OLD Media Moves

Pulitzer winner Burton retiring from WSJ

September 22, 2021

Posted by Chris Roush

Tom Burton

Tom Burton, who has been a Wall Street Journal reporter writing about medicine and the FDA for 31 years, is retiring from the paper.

He is a winner of the Pulitzer Prize for Explanatory Journalism in 2004.

The prize, which came from work he produced with colleague Kevin Helliker, was for their groundbreaking examination of aneurysms, an often overlooked medical condition that kills thousands of Americans each year.
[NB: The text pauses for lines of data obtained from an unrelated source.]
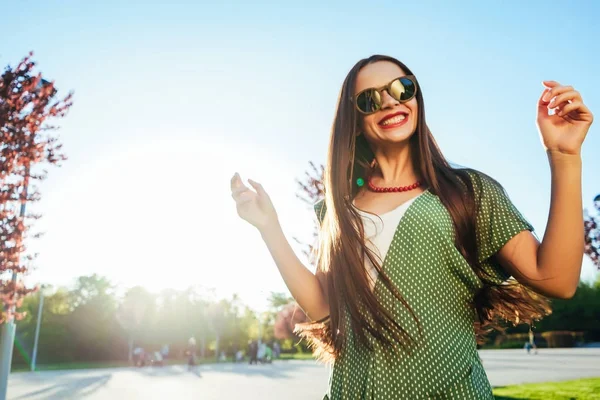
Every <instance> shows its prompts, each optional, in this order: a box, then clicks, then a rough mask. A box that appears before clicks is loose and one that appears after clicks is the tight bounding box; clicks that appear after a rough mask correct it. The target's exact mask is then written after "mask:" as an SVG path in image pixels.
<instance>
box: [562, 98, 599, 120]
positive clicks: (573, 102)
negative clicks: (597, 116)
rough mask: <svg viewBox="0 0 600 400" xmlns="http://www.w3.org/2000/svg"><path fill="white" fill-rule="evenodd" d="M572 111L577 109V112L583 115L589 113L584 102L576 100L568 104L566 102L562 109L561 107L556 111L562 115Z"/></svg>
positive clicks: (563, 114)
mask: <svg viewBox="0 0 600 400" xmlns="http://www.w3.org/2000/svg"><path fill="white" fill-rule="evenodd" d="M573 111H577V113H578V114H580V115H582V116H584V115H588V114H590V115H591V111H590V110H589V109H588V108H587V107H586V105H585V104H583V102H581V101H579V100H576V101H574V102H572V103H570V104H567V105H566V106H565V107H564V108H563V109H561V110H560V111H559V112H558V115H559V116H561V117H563V116H565V115H568V114H569V113H572V112H573Z"/></svg>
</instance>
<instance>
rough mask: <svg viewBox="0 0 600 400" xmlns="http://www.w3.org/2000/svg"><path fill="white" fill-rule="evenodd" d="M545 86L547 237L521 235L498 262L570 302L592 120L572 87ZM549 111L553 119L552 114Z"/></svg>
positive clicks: (581, 213)
mask: <svg viewBox="0 0 600 400" xmlns="http://www.w3.org/2000/svg"><path fill="white" fill-rule="evenodd" d="M544 84H545V85H546V86H547V88H548V89H546V90H544V92H543V94H542V97H541V98H540V100H539V102H538V119H537V122H538V127H539V130H540V135H541V137H542V142H543V144H544V147H545V148H546V151H547V154H548V159H549V162H550V170H551V174H552V184H551V199H550V213H549V216H548V224H547V227H546V232H545V234H544V238H543V240H542V243H541V244H540V243H539V242H538V240H537V239H536V238H535V237H534V236H533V235H532V234H531V232H527V231H525V232H521V233H520V234H518V235H516V236H515V237H514V238H512V239H511V240H510V241H509V242H508V243H507V244H506V245H505V246H504V247H503V248H502V249H501V250H500V251H499V252H498V253H497V254H496V257H497V259H498V261H499V262H500V264H501V265H502V266H503V267H504V268H505V269H506V271H507V272H508V273H510V274H511V275H513V276H514V277H515V278H516V279H517V280H518V281H519V282H521V283H523V284H525V285H527V286H529V287H531V288H532V289H534V290H535V291H537V292H539V293H541V294H543V295H546V296H549V297H556V298H570V297H572V296H573V295H574V294H575V290H576V289H577V284H578V283H579V275H580V272H581V263H582V259H583V248H584V237H583V211H582V199H581V155H580V152H581V145H582V143H583V140H584V139H585V136H586V134H587V132H588V129H589V127H590V125H591V124H592V121H593V115H592V113H591V112H590V110H589V109H588V108H587V107H586V106H585V105H584V104H583V101H582V99H581V95H580V94H579V93H578V92H576V91H575V90H573V88H572V87H570V86H561V85H559V84H558V83H557V82H553V81H547V82H544ZM551 99H553V101H551ZM549 108H550V109H554V110H555V114H553V115H549V113H548V109H549Z"/></svg>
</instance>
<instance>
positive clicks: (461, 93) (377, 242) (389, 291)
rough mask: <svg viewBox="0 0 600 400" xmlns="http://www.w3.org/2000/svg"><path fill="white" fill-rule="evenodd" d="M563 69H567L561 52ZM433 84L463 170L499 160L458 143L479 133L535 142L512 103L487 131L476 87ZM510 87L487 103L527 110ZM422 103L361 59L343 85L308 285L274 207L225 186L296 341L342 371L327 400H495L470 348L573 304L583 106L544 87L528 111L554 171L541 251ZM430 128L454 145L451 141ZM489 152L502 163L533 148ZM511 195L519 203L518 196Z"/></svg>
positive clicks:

During his last year in law school, Burton was a Washington, DC-based reporter for the Dallas Times Herald before going to work at the paper’s main office in Dallas and also spent time in the paper’s Dallas bureau. In 1975, he became an investigative and associate counsel with the New York State Assembly’s Office of Legislative Oversight and Investigation, based in New York City.

Burton returned to journalism in 1976 as a reporter with the Baltimore Sun. From 1978 to 1990, he was an investigative reporter first for the Philadelphia Bulletin (1978-1981), and later for the Chicago Sun Times (1981-1985) and the Chicago Tribune (1985-1989).

He won a 1993 Peter Lisagor award in the business journalism category from the Chicago Headline Club for this coverage of Baxter International, and in 1995, he won a Peter Lisagor award for feature writing in the business/wire service category.

Along with two other Journal reporters, he won a 1996 Gerald Loeb Award for Distinguished Business and Financial Journalism in the large newspaper category for their stories examining allegations of price-fixing and other illegalities at Archer-Daniels-Midland Co., the world’s leading grain processor.

The same team also won first place in the special projects category from the National Association of Agricultural Journalists in 1996 for their Archer-Daniels Midland coverage.